経験が大きなアドバンテージ
Q:プロマネとしての開発期間はどのようなものでしたか。
開発期間が短かったので、全体をまとめる立場としては一言でいえば“身も凍るような数年間”でした。本当に。
それでもやり遂げられたのは、プロジェクトメンバーの、どんな問題があってもひるまない、真っ向から問題に立ち向かう姿勢があったからだと感じています。「何が何でも2014年末には打ち上げるんだ」という強い気持ちです。また、「はやぶさ」の時の経験がJAXA、メーカーともにあり、衛星の造り方にしても、試験の仕方についても、「はやぶさ」の時に何に困ってどんなことが起きたかを私たちは学んでいた。これはすごく大きかったと思います。
Q:他にも何かポイントがあればお聞かせください。
「はやぶさ2」は、あれだけ小さな機体にも関わらず、搭載するもの、特に分離するものが多かったのです。その調整などで、2013年末あたりが本当に開発の山場でした。メーカーも交えてテレビ会議などを連日、連夜やっていました。

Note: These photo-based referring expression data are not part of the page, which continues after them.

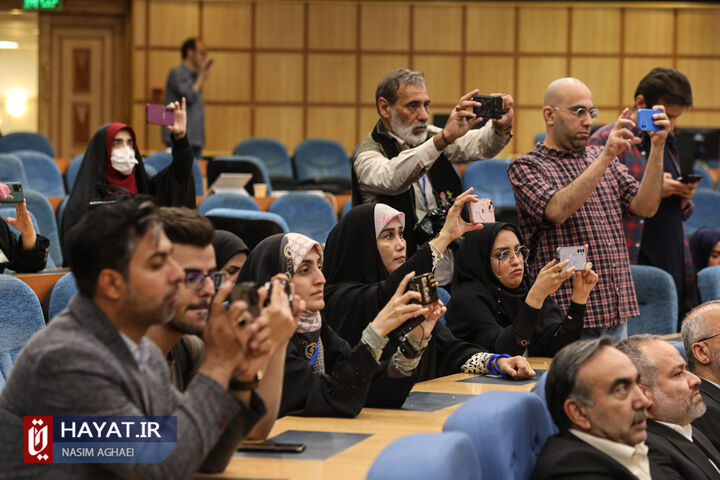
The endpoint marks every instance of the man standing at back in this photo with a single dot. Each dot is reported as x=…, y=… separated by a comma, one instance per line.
x=569, y=195
x=406, y=163
x=187, y=80
x=660, y=240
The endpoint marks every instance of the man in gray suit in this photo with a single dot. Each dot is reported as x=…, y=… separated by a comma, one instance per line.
x=93, y=358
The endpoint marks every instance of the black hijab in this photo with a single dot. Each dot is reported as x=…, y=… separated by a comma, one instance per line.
x=173, y=186
x=227, y=245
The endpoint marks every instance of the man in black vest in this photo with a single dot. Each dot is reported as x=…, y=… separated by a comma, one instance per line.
x=701, y=338
x=406, y=163
x=680, y=450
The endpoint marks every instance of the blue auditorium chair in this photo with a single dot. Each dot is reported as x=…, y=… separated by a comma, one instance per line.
x=508, y=430
x=428, y=456
x=249, y=225
x=306, y=213
x=657, y=299
x=11, y=169
x=275, y=157
x=26, y=141
x=43, y=174
x=323, y=164
x=237, y=201
x=21, y=318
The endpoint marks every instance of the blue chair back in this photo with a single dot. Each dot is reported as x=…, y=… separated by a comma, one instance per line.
x=306, y=213
x=443, y=295
x=72, y=171
x=11, y=169
x=240, y=164
x=249, y=225
x=657, y=299
x=489, y=178
x=42, y=173
x=709, y=283
x=47, y=225
x=61, y=293
x=237, y=201
x=508, y=430
x=318, y=160
x=21, y=318
x=707, y=206
x=26, y=141
x=706, y=182
x=427, y=456
x=270, y=151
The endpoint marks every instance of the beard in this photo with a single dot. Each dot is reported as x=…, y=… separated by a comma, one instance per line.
x=404, y=131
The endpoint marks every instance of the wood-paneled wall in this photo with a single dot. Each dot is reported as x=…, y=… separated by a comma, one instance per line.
x=304, y=68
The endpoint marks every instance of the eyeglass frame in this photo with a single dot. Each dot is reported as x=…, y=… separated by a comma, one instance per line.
x=506, y=252
x=578, y=110
x=218, y=278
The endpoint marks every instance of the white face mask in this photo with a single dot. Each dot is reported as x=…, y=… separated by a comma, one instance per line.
x=123, y=160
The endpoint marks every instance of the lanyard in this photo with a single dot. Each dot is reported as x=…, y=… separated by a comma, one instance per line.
x=422, y=190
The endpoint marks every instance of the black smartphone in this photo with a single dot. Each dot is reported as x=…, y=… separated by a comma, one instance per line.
x=276, y=447
x=491, y=106
x=690, y=178
x=16, y=194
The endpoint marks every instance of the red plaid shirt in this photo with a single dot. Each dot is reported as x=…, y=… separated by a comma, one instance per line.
x=636, y=160
x=535, y=177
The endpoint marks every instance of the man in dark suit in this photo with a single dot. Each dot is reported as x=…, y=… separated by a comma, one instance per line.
x=701, y=338
x=593, y=395
x=679, y=450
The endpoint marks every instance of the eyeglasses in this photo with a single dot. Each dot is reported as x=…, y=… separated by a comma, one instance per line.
x=194, y=279
x=521, y=252
x=580, y=111
x=708, y=338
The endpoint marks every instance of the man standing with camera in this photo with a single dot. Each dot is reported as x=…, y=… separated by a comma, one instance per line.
x=406, y=163
x=660, y=240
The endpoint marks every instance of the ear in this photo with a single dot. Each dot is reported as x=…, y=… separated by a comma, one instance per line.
x=111, y=284
x=384, y=108
x=549, y=115
x=701, y=353
x=640, y=102
x=576, y=413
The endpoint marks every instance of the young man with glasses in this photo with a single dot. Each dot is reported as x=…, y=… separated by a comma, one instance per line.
x=179, y=339
x=660, y=241
x=701, y=339
x=568, y=194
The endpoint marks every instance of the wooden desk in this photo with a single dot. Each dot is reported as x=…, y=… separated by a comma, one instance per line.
x=41, y=282
x=385, y=426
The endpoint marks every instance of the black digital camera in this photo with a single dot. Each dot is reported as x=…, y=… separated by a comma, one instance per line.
x=491, y=106
x=247, y=291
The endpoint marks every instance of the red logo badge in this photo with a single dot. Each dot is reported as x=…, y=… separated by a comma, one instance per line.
x=37, y=439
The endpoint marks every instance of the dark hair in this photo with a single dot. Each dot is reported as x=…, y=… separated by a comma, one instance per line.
x=106, y=237
x=666, y=84
x=389, y=85
x=562, y=383
x=189, y=44
x=187, y=226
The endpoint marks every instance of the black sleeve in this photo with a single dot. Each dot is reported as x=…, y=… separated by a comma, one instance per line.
x=21, y=260
x=174, y=185
x=341, y=391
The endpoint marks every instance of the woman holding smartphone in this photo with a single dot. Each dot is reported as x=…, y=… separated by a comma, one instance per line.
x=324, y=375
x=496, y=304
x=365, y=264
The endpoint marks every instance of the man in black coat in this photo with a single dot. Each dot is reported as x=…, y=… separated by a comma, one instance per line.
x=701, y=338
x=593, y=395
x=679, y=450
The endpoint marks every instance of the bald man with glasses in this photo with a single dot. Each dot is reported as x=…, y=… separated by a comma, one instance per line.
x=569, y=194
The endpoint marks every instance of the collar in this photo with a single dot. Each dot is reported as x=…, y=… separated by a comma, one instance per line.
x=620, y=452
x=684, y=430
x=139, y=351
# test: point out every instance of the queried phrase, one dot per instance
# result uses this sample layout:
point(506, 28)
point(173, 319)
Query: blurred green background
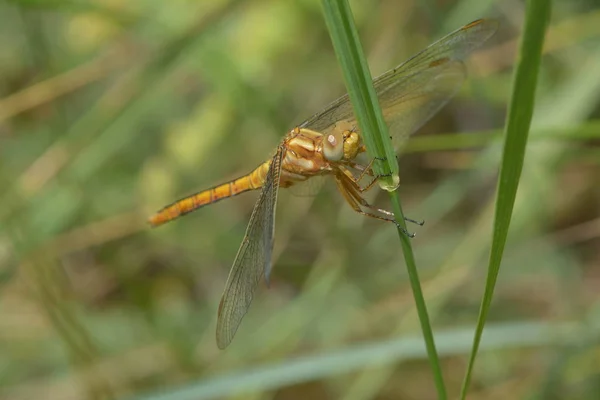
point(110, 109)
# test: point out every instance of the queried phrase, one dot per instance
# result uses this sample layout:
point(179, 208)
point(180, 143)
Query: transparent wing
point(253, 258)
point(307, 188)
point(414, 91)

とにかくどんどん決断しないと前に進まないので、プロマネの私は「決める」というのが毎日の仕事でしたね。現場や、各分野のエキスパートの意見を大事にしながら、プロジェクトとしての決断をしていきました。
Q:「はやぶさ2」のこれからについてお聞かせください。
初期運用を終了すると、軌道制御のためにイオンエンジンを噴く巡航フェーズに入れます。次の大きなイベントは2015年末の地球スイングバイです。その後は日本から見えない時期が数か月も続きます。軌道がぐーんと南側に行ってしまうからです。この間はNASAの地上局の支援を得ることになります。海外の地上局も使いながら「はやぶさ2」を自在に運用していくスキルをこの間に貯めていくとともに、エンジンの癖をつかむ習熟期間でもあります。
地球スイングバイイメージ
合わせて2018年の小惑星到着以降の詳細運用を検討しなくてはなりません。小惑星での1年半は、長いようで実は短い期間です。さまざまな観測や、分離機器の運用、サンプル採取とやることが目白押しですから。この期間の運用スケジュールを早い段階で作りこんで、計画的にやらないといけない。必要なツール準備や人の育成も今から準備が必要です。
小惑星に着いてからの実際の運用も大変です。科学研究用の観測機器をどう使いこなして、取得したデータをどう地上に送るか。いつまでにその結果を分析して、サンプル採取の場所を決めて、そのオペレーションを実施するか。次のシーケンス(手順)ではどこへ降りるか、どこでローバー(探査車)を分離するか、どこに衝突装置(インパクター)で穴をあけるかを順次決めていかなければなりません。かつ安全性を加味した判断が求められています。それは非常に難しい連立方程式を解くようなものです。小惑星到着までの3年半がその準備期間です。
とはいえ、私たちには大きなアドバンテージがあると思っています。それは皆が「はやぶさ」の経験を共有していることです、具体的なイメージを持って運用に臨むことができるのは、大きな強みです。